In 2015, Samara Capitalbacked clothing retailer Monte Carlo got listed. Coimbatore-based SP Apparels and Numero Uno, a denim wear brand filed IPO papers with SEBI. Footwear retailer SSIPL had refilled IPO. SAIF Partners-backed jewellery retailer Senco Gold is eying IPO by 2017-18.
All the above mentioned firms are backed by PE players. There are several fashion brands and companies in India that have the scale and growth required for public offering. It only remains to be seen how many more fashion firms decide going public or getting listed at stock exchange!

Future Outlook

Funding and investment in Indian fashion
With new FDI policy (apropos single brand retail) in place, overall retail sector in India including fashion segment is expected to get a major fillip, giving a big boost to investor sentiment. If FDI in multi-brand retail is allowed, it will give further impetus to the sector as well as investor interest.

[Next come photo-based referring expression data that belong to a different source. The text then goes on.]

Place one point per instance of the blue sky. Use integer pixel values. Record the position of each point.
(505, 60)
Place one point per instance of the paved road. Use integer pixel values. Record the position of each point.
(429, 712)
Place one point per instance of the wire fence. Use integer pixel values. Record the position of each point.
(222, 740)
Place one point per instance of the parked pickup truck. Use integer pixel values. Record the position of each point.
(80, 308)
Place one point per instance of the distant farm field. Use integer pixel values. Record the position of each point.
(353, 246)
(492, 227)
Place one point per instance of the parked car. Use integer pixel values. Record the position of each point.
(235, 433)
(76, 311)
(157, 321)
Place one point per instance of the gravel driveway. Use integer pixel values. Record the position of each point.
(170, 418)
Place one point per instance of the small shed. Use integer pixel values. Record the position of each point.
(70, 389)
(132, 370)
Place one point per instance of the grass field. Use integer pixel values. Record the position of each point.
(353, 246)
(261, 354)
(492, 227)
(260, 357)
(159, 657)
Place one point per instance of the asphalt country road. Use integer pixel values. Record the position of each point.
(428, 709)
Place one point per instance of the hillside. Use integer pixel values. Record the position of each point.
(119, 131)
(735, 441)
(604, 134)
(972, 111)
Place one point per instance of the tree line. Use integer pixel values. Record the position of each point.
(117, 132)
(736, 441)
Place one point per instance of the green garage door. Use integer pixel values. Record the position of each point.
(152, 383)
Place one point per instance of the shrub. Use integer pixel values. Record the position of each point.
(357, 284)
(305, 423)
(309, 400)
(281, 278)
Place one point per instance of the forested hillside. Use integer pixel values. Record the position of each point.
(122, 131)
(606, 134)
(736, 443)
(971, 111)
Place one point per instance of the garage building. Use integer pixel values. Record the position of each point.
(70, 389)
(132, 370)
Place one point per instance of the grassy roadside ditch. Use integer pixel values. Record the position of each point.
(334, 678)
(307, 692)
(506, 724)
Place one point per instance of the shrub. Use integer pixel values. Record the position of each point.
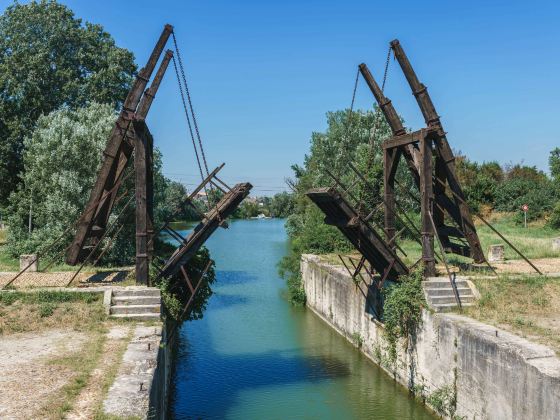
(402, 309)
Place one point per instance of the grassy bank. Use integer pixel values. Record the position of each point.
(41, 310)
(64, 332)
(527, 306)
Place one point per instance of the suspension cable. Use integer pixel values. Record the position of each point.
(180, 60)
(188, 118)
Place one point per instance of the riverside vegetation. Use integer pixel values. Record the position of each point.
(497, 191)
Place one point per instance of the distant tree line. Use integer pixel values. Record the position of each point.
(281, 205)
(490, 187)
(356, 137)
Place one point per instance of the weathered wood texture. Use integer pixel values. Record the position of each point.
(118, 150)
(443, 152)
(144, 198)
(439, 203)
(366, 240)
(213, 219)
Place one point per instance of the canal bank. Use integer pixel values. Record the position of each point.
(462, 367)
(255, 356)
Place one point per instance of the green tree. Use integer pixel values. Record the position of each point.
(61, 161)
(281, 205)
(350, 138)
(50, 59)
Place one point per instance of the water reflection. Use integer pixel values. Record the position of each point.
(254, 356)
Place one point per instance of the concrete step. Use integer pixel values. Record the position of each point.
(139, 317)
(143, 291)
(449, 306)
(135, 309)
(440, 291)
(439, 283)
(438, 300)
(136, 300)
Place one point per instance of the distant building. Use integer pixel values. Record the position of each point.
(201, 196)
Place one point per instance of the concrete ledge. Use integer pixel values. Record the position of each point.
(130, 393)
(492, 373)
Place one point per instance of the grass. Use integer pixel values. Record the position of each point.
(527, 306)
(109, 379)
(81, 364)
(45, 309)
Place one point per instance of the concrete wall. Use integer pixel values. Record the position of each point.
(160, 391)
(142, 386)
(491, 373)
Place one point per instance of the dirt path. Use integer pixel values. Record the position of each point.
(28, 381)
(92, 395)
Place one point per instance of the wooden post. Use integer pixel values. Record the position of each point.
(443, 150)
(390, 163)
(117, 152)
(426, 204)
(150, 196)
(140, 168)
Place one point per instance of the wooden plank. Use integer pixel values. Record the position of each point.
(140, 168)
(98, 208)
(406, 139)
(426, 203)
(390, 164)
(443, 149)
(364, 238)
(214, 219)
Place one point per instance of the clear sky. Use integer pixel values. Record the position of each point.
(264, 73)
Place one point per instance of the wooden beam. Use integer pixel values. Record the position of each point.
(141, 192)
(408, 138)
(426, 203)
(116, 156)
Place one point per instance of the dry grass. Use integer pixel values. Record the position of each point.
(87, 368)
(42, 310)
(528, 306)
(79, 366)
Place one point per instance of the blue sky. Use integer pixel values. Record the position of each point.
(263, 74)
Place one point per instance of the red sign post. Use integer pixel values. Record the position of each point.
(525, 209)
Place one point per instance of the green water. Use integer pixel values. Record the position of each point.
(254, 356)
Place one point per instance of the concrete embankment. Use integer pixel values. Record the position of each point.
(461, 367)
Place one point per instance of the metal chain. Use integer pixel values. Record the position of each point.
(190, 101)
(354, 93)
(188, 118)
(377, 120)
(386, 69)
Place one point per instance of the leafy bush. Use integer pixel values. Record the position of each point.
(402, 309)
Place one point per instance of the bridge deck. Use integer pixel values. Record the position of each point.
(367, 241)
(213, 219)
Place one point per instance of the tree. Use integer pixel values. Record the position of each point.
(61, 159)
(281, 204)
(48, 60)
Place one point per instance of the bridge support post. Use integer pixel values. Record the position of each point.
(426, 206)
(144, 199)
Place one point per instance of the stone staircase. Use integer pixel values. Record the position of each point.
(139, 303)
(439, 293)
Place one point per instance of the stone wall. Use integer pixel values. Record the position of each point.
(143, 383)
(490, 373)
(160, 390)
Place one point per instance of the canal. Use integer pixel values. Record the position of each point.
(255, 356)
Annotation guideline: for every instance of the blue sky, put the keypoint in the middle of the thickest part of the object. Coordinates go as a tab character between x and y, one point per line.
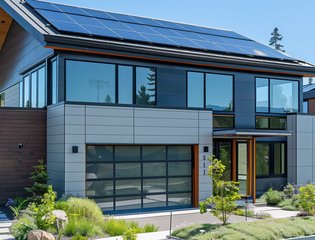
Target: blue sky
252	18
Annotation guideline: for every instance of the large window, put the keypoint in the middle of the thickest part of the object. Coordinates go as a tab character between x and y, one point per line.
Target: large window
110	83
277	96
33	89
218	90
270	159
2	97
138	177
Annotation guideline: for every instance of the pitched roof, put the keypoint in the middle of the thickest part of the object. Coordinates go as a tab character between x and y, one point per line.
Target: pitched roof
61	27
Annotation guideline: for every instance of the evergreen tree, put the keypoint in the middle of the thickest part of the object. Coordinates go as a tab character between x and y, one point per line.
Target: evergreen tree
275	39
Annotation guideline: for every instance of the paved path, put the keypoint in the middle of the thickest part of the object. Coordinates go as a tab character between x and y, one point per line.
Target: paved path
180	219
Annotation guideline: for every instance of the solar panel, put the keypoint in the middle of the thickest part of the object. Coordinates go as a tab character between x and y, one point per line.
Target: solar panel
97	23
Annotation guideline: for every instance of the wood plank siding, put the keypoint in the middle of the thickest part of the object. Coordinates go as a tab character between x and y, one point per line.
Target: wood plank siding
27	127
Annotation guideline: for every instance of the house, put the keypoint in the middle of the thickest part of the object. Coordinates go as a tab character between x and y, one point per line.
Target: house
130	108
309	97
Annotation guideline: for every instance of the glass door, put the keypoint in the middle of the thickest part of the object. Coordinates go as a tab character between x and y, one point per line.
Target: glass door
242	167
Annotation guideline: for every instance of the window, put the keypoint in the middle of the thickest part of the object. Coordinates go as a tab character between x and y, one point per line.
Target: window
90	82
2	101
223	121
97	82
54	82
277	96
33	89
262	95
195	85
217	87
125	84
145	86
138	177
305	107
284	96
270	159
277	123
219	92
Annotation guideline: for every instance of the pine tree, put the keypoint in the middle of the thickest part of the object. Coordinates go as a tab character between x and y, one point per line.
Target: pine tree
275	39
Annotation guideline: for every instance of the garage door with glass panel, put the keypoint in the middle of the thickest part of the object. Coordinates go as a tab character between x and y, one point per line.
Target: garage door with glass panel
122	178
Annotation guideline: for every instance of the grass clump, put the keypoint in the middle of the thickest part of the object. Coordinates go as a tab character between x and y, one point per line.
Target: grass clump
273	197
264	229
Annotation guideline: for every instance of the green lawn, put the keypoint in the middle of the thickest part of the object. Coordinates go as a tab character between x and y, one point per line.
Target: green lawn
263	229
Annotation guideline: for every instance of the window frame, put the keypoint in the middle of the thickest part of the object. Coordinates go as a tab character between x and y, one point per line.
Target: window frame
29	75
205	90
272	160
116	84
142	177
269	98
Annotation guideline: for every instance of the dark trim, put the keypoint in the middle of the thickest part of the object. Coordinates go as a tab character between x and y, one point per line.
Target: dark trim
269	97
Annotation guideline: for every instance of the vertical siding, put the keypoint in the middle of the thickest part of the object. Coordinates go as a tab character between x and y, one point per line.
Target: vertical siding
22	126
19	51
56	147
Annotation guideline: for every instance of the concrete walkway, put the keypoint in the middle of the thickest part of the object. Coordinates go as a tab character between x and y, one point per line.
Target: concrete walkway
275	212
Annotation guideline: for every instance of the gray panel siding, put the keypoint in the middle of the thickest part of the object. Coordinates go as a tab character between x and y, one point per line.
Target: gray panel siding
19	51
12	96
301	153
56	147
84	125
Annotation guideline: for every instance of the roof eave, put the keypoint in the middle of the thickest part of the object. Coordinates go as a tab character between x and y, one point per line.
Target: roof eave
108	47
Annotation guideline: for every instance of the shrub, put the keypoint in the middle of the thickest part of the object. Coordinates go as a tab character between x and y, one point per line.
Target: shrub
20	228
83	208
225	193
42	212
148	227
79	237
130	234
273	197
39	178
290	204
306	199
83	227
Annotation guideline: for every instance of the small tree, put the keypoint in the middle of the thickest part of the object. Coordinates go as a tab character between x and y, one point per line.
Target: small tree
275	39
306	199
40	178
225	193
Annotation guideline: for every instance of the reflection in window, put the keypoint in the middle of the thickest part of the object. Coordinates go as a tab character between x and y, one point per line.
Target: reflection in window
145	86
195	85
277	96
125	84
2	96
283	96
54	83
223	121
27	100
262	159
262	95
90	82
219	92
305	107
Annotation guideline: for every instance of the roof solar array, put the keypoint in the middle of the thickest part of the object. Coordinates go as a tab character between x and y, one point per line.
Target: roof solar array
125	27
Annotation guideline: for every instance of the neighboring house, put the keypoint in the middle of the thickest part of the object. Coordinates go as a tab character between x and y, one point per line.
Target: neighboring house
309	98
135	106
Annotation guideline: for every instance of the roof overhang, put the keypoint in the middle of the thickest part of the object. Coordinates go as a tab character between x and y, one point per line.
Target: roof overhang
251	133
82	44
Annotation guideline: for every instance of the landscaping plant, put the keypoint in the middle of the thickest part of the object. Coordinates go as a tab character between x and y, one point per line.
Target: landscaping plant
306	199
225	193
273	197
39	178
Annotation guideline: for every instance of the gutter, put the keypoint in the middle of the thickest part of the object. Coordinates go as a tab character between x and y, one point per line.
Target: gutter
125	49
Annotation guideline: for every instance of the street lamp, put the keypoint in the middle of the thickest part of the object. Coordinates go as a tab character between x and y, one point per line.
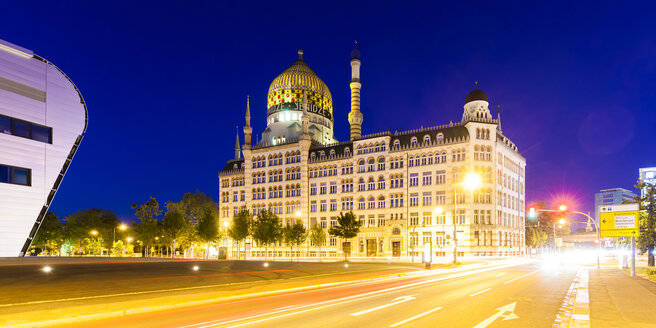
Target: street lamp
94	233
471	182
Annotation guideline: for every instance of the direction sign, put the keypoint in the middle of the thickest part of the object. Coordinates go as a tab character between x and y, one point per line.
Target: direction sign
619	220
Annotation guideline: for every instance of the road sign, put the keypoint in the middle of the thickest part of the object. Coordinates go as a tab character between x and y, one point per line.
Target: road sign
619	220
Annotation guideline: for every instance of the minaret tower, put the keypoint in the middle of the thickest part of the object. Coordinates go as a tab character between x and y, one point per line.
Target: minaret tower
237	148
355	116
248	130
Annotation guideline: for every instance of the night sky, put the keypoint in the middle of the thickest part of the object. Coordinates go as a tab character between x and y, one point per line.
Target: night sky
166	84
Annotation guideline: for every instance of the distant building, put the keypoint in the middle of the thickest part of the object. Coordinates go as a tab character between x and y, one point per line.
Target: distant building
42	119
612	197
404	187
648	175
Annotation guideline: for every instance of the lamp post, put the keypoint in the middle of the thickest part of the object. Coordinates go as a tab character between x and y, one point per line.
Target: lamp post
93	239
472	182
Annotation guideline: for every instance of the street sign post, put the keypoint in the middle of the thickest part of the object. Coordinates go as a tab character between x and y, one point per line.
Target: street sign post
621	221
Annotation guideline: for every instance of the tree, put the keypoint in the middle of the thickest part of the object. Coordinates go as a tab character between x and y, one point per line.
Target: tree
78	227
318	237
147	228
647	238
208	228
347	227
266	230
173	225
50	234
241	228
295	235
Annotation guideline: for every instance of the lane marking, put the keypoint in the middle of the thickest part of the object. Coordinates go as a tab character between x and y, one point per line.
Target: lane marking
338	301
520	277
416	317
500	314
481	292
396	301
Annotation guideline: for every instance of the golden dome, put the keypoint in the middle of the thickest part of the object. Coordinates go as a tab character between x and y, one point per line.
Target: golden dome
288	87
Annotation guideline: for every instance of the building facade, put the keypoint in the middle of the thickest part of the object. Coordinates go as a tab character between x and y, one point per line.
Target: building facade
42	120
405	187
612	197
647	175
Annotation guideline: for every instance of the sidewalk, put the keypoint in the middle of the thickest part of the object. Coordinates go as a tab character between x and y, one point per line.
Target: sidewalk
619	300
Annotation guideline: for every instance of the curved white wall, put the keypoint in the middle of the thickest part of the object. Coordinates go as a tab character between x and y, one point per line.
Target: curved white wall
34	90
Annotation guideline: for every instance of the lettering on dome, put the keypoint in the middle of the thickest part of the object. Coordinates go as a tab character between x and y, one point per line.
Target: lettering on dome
299	107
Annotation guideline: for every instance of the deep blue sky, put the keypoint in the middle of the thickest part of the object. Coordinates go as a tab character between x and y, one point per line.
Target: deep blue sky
166	83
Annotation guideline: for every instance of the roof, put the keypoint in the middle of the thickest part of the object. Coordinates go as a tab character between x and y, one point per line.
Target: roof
476	94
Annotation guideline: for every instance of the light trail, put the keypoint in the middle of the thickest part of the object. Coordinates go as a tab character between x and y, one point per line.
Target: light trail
416	317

Government initiatives like Make in India and Start Up India are expected to boost manufacturing and startup ecosystem in that order. Potential fashion businesses backed by these campaigns will present considerable investment opportunity.
Overall, sustained momentum expected across angel and VC/PE funding. Some PE-backed fashion firms are soon expected to get SEBI’s nod for IPO. On the regulatory front though, investor community is looking at more favourable announcements in terms of regulations and tax impact.